Romanian gambling operators are not happy with the way things have turned out. The Association of Remote Gambling Organizers or AOJND for its Romanian acronym has responded harshly to a government proposal to levy the industry a 40% tax on all withdrawals in the country. The onus will fall not so much on the operators, but on the players – at least at first. What would follow is industry-wide distress that would suppress results.
This could significantly restrict the reach of the regulated gambling market and force many consumers into switching offshore. The AOJND is confident that trying to squeeze withdrawals would drive black market operations, which show no discretion when hunting for consumers and fail to meet basic industry standards.
This could result in an epidemic of problem gambling, which the government would have induced itself. Even though gambling revenue may be boosted in the short term, the AOJND is fairly confident that the mid to long-term effects will undermine the progress achieved in the regulated market.
Should the measure be voted in, the law would effectively discourage many players from participating at regulated operators since they have to pay so much per withdrawal. The operators themselves could be paying 50% less tax if this draft is passed, with business shrinking and illegal and offshore operators thriving.
The organization’s president, Odeta Nestor, said that gambling is a form of entertainment and that the majority of the withdrawals constitute very small amounts. These amounts are usually no greater than $210 for 80% of all people who withdraw. Burdening them with a 40% tax would have devastating effects. While players do not seek financial independence, being denied nearly half of their withdrawal would result in poorer channelization in the market and greater animosity towards operators.
According to Nestor, Romania has been able to create what she described as a "success story" insofar as the legal gambling market was concerned. Even if a measure such as this needs to be enforced, she urged that the government not act blindly, but rather seek input from operators, which are the ones that can best advise on sweeping policy changes.

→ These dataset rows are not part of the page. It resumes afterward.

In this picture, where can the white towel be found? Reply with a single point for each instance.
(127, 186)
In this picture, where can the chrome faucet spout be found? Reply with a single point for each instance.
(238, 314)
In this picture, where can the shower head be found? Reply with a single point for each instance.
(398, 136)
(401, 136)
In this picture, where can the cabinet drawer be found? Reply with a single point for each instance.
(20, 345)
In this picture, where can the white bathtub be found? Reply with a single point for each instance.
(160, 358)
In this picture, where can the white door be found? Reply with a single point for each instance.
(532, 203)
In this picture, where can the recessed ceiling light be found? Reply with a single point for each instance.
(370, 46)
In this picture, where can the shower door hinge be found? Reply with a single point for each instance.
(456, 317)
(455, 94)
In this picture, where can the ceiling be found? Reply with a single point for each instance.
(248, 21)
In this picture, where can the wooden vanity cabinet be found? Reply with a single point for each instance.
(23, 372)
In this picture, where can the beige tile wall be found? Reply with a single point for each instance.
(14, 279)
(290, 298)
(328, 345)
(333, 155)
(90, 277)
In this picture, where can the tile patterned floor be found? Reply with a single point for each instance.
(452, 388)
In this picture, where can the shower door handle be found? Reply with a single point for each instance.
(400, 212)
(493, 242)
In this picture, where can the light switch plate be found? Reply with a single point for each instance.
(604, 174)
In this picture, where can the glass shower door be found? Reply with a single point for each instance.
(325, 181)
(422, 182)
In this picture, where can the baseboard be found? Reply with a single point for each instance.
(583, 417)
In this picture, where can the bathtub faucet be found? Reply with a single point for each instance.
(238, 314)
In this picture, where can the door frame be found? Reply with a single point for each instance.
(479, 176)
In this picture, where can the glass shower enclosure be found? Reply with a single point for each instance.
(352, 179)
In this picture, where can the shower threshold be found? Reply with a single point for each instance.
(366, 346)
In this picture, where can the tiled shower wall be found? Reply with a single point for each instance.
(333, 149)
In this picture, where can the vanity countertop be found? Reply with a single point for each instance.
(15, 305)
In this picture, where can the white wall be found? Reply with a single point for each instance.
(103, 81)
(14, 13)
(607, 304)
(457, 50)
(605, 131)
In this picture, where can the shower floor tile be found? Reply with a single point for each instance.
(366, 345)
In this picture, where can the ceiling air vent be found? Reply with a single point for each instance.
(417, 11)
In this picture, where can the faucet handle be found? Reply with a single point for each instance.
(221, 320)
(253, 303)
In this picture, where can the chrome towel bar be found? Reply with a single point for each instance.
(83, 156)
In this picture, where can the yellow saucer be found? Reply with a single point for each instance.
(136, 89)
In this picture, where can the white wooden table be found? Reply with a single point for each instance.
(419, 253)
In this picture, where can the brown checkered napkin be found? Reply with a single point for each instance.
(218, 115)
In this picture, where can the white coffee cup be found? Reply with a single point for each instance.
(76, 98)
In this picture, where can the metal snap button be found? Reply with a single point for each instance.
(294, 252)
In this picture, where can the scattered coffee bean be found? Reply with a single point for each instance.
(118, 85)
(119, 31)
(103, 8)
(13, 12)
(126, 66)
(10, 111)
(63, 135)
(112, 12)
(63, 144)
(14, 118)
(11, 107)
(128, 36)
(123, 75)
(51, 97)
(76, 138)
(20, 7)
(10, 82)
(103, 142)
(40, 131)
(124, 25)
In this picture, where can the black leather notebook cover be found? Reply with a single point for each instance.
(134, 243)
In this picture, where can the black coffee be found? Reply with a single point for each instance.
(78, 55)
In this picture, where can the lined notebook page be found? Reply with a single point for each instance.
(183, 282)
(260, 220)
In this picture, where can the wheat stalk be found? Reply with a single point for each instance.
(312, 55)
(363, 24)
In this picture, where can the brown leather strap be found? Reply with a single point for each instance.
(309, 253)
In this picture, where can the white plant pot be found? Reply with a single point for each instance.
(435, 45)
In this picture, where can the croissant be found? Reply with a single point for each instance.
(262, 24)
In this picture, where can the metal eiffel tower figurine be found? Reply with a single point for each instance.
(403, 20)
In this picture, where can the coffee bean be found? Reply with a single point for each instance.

Consultations would be required, Nestor said, if the government wants to act in a way that enables it to protect consumers, minimize the reach of black market operators and boost the returns for the state’s coffers. Presently, Romania has a 90% channelization, which means that the overwhelming bulk of gamblers would always opt for a regulated gambling website.
Enforcing the measure without proper consideration would result in setting back the progress achieved over the past years, the AOJND warned.